Kathleen Bar-Tur, a mediator and licensed clinical social worker on the Upper West Side, said she has several couples who disappeared two or three years ago who have returned during the pandemic, wanting to push forward because they’ve had time to reflect. Although Ms. Bar-Tur has always liked meeting in person, taking the process online has its benefits.
“Some people are more comfortable being two boxes next to each other on a screen instead of having to sit in a room with their soon-to-be ex,” she said. (Sometimes they are sitting in rooms right next to each other.)
For couples looking to the courts for help, it may also be harder for clients to feel they have gotten a fair hearing via a video conference. Instead of passing a note to one’s lawyer to ask a question, clients have to text, but “how many screens can a lawyer look at?” said Elizabeth Lindsey, an Atlanta divorce lawyer and the president of the American Association of Matrimonial Lawyers.
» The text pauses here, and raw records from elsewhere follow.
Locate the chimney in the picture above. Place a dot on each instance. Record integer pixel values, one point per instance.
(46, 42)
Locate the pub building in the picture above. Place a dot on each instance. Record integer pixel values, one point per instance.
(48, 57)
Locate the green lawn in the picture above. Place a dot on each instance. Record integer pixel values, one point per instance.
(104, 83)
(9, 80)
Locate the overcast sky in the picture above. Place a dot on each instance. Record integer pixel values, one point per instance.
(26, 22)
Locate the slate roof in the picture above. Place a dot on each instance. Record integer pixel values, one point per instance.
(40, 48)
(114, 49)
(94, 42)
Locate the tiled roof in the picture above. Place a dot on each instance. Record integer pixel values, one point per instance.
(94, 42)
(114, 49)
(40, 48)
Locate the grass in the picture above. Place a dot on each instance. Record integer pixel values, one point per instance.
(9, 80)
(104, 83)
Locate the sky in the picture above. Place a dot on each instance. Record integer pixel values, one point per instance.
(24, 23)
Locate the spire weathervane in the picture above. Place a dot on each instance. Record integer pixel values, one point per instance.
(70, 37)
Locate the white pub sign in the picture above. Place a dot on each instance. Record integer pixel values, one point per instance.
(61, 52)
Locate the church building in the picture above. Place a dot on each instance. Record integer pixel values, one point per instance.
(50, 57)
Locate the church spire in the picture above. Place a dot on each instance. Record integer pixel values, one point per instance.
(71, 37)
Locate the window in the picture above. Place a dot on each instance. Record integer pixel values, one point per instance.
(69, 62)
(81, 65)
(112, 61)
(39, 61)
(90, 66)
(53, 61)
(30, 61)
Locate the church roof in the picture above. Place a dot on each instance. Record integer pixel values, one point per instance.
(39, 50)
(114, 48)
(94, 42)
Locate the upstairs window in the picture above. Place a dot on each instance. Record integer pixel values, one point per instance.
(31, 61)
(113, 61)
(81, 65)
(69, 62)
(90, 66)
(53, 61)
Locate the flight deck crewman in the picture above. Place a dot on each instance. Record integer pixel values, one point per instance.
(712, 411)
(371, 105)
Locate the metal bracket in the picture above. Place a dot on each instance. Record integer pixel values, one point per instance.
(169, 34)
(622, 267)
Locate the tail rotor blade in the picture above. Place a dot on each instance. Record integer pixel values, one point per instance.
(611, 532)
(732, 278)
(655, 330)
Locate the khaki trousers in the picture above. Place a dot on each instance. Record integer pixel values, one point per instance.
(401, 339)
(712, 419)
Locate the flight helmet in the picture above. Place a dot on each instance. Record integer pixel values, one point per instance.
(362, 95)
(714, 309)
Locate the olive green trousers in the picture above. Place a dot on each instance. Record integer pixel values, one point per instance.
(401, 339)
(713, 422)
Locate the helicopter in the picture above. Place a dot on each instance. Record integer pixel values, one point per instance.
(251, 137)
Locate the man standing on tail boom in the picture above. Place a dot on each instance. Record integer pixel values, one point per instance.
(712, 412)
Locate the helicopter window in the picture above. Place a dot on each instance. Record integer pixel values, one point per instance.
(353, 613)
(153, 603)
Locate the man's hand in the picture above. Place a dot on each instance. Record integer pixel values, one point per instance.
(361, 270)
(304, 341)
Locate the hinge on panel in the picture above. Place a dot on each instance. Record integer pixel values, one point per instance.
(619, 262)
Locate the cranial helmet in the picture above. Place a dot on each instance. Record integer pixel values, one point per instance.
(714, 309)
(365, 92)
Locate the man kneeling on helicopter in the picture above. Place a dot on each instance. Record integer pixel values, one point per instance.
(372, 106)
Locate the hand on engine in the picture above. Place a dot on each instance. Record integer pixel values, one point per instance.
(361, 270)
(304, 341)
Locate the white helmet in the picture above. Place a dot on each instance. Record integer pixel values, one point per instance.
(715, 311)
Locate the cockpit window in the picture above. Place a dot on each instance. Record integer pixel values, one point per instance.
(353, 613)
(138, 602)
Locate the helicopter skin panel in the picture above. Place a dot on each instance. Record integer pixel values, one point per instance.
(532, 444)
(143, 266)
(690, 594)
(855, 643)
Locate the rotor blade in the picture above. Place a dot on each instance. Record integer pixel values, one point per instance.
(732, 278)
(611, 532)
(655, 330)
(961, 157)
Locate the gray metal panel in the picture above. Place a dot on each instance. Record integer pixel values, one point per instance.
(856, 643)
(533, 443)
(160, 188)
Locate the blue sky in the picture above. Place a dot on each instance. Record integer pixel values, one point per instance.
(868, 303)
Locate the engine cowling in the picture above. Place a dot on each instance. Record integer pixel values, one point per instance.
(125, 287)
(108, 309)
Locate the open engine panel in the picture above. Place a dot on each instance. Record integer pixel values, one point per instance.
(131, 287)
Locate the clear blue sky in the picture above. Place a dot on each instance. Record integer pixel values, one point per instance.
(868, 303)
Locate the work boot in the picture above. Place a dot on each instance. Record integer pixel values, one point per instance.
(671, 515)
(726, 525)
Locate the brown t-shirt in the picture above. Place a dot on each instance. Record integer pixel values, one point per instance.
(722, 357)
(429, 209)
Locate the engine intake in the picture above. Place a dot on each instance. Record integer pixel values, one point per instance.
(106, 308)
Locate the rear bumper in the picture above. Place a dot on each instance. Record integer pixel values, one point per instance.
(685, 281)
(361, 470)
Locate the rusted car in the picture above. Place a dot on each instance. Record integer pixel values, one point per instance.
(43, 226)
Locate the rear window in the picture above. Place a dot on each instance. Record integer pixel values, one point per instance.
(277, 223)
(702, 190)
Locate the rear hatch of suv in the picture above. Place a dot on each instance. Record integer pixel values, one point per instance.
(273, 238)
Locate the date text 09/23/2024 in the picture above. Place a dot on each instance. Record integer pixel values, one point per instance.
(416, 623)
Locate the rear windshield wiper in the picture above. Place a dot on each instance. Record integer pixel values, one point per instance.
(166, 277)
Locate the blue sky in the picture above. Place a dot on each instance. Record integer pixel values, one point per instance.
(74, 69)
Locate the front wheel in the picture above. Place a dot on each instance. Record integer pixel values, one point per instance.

There is also the more significant problem that judges can’t see body language, and nor can clients, who in the past could use it to glean information about the judge’s reaction to their position as presented by their lawyer. This can make clients wonder if the judge has fully heard them, Ms. Cook said. She also dislikes trial testimony over video conferencing, where it’s not possible to tell if a person testifying is being coached by text message. (This is not allowed, obviously, but such rules are hard to police.)
There are hearing dates for sale.
The renewed emphasis on settling has prompted a surge in the use of private judges, at least for those who can afford it. These judges, often retired from the bench, can cost $ 800 an hour, and one in Los Angeles who charges $ 20,000 a day is booked up “for months,” said Daniel Jaffe, a Los Angeles divorce lawyer for the wealthy for more than 50 years. The appeal is that clients can control the schedule and be heard by a judge who doesn’t have the pressure of other cases on the docket.
Ms. Lindsey said, “You’re paying for white-glove service.”